Opener Blasphemy Hunter is twenty minutes long, unsurprisingly, but to me it never feels that long. Starting with dreamy, spacey vocals while a delicate guitar plucks in the background, it loads up a driving hypnotic riff soaked in fuzz while vocals hove into view and fade out again. It’s incredibly mesmerising, even when the spiralling guitar solo freakouts break through. For me, it brings to mind some of the capitalised BORIS records like Pink or Smile; possessed of that same dynamic energy and joyous abandon of rock tropes. The dynamic shifts into different riff patterns come subtly, a torrent of psychedelic colour haunted by ghostly vocals, that all comes to a crashing, fuzzed out freakout end. And there are three MORE tracks?
Dual Myths is truly a journey, a spiritual totem quest, an exercise in psychedelic possibilities and more…

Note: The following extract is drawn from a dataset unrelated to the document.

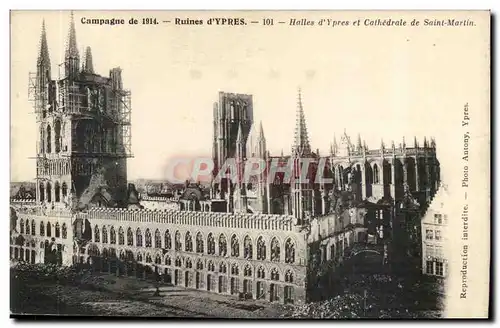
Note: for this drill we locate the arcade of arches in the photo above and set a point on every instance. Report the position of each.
(265, 268)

Hibernator’s Dream is the shortest track here (being a mere eighteen and a half minutes), but it immediately makes an impact with the squalling guitar, trippy vocals and jazzy drums. It presents a much less direct approach than the driving riffs of Blasphemy Hunter; concentrating instead on a more freeform attitude that gradually begins to coalesce into a repetitive groove. At some point I glanced at the album runtime so far during this track. I’m just over half an hour in and it still feels so intriguing. Silver Guck is all driving fuzzed out stoner riffs at the beginning, and it maintains that intoxicating hypnosis that has oozed through each track throughout the cosmic vocals, the undergroove of bass and the shimmering psychedelica of the soloing.
Closing with Dunamist Zero, which is another freakout odyssey of epic proportions, Dual Myths is truly a journey, a spiritual totem quest, an exercise in psychedelic possibilities and more. Somehow, despite its mammoth runtime, I didn’t find myself losing interest, more becoming lost under waves of fuzz and mesmerising madness. That might be Mainliner‘s truest talent on display; that their work is challenging but never alienating. Dual Myths is for those of us who occasionally need to drift into other spaces, other times, and see the world from a different angle.